Perhaps the most alarming bad effects of the drug have been the panic states occurring during a trip. Native Americans note that if one is in conflict, the effects of mescaline during religious ceremonies are unpleasant and can evoke terror. They then pray with the panicked person and ''talk him down. ' One cannot predict whether a panic experience will occur. ''One good trip does not predict a second one'' is the general wisdom concerning this risk. Higher doses lead to less control and more intense effects, but panic states can occur at doses as low as 75 to 100 micrograms. For those who might be at risk for other mental disorders, hallucinogenic experiences may often destabilize them and precipitate some form of mental illness. For others, the experience may lead to a subsequent absorption with the unreal (''dropping out''), rather than coping with the challenges that the tasks of the ordinary world present. Occasional suicides or rare impulsive acting out of odd ideas arising during a trip have led some to loss of control and tragedy.

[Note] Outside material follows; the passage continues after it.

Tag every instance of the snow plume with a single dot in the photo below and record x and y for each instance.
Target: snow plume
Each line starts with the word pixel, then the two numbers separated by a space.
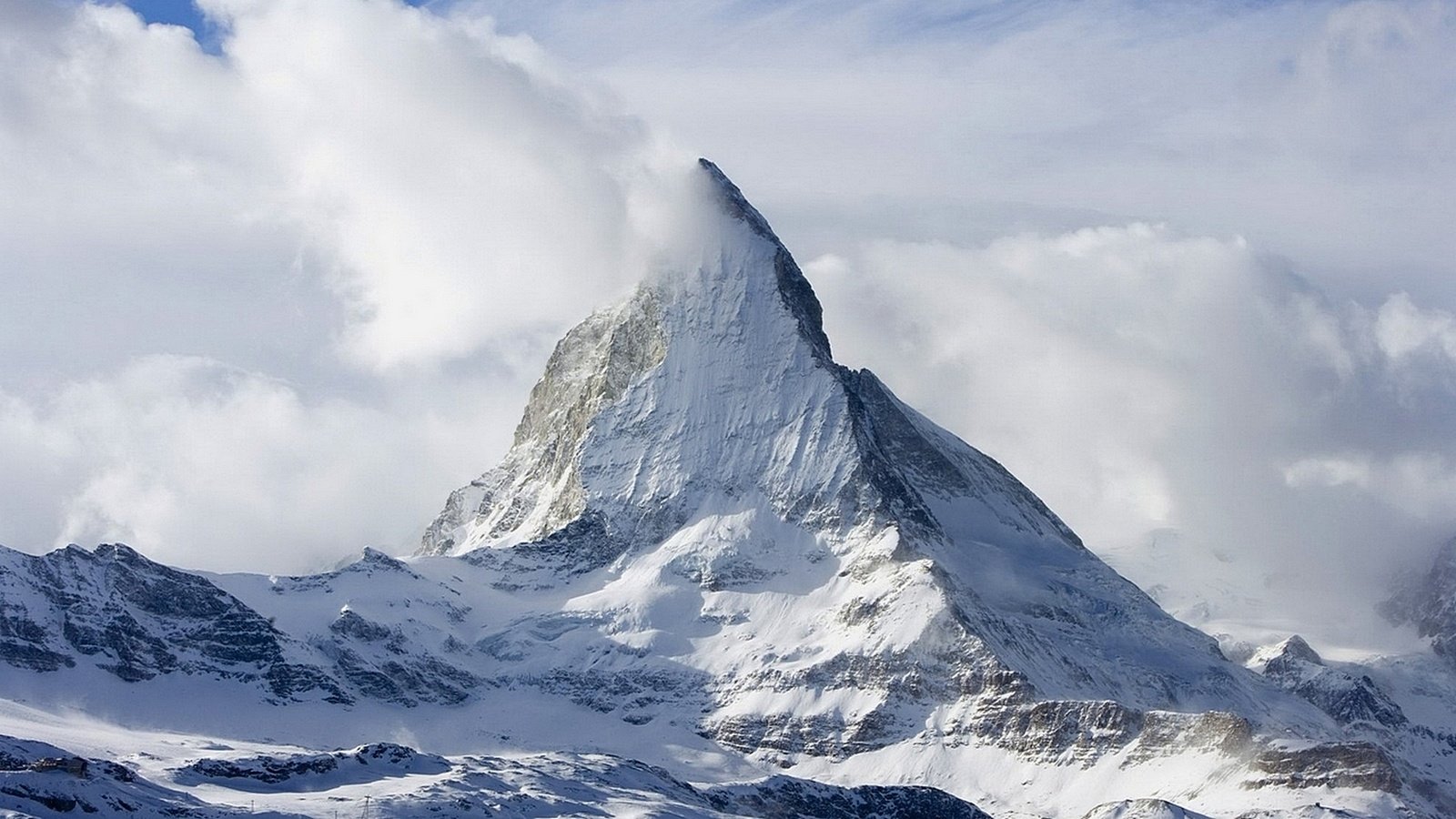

For most, the experiences have few negative or positive aftereffects. Although it has often been suspected, no permanent change to the cells of the brain (brain damage) has ever been scientifically established. There is no generally accepted evidence that the drug produces chromosomal abnormalities or damage to a developing fetus (although no nonprescription drugs during pregnancy is the only safe rule to follow). The bad effects of a period of diminished control are unpredictable, and in that fact lies the real risk. Thus, it is the intensity of the experience and how well or poorly it can be managed, the unpredictable flashbacks, and how this ''TV show in the head'' or this ''waking dream'' gets woven into one's subsequent life that are at issue when hazards are considered.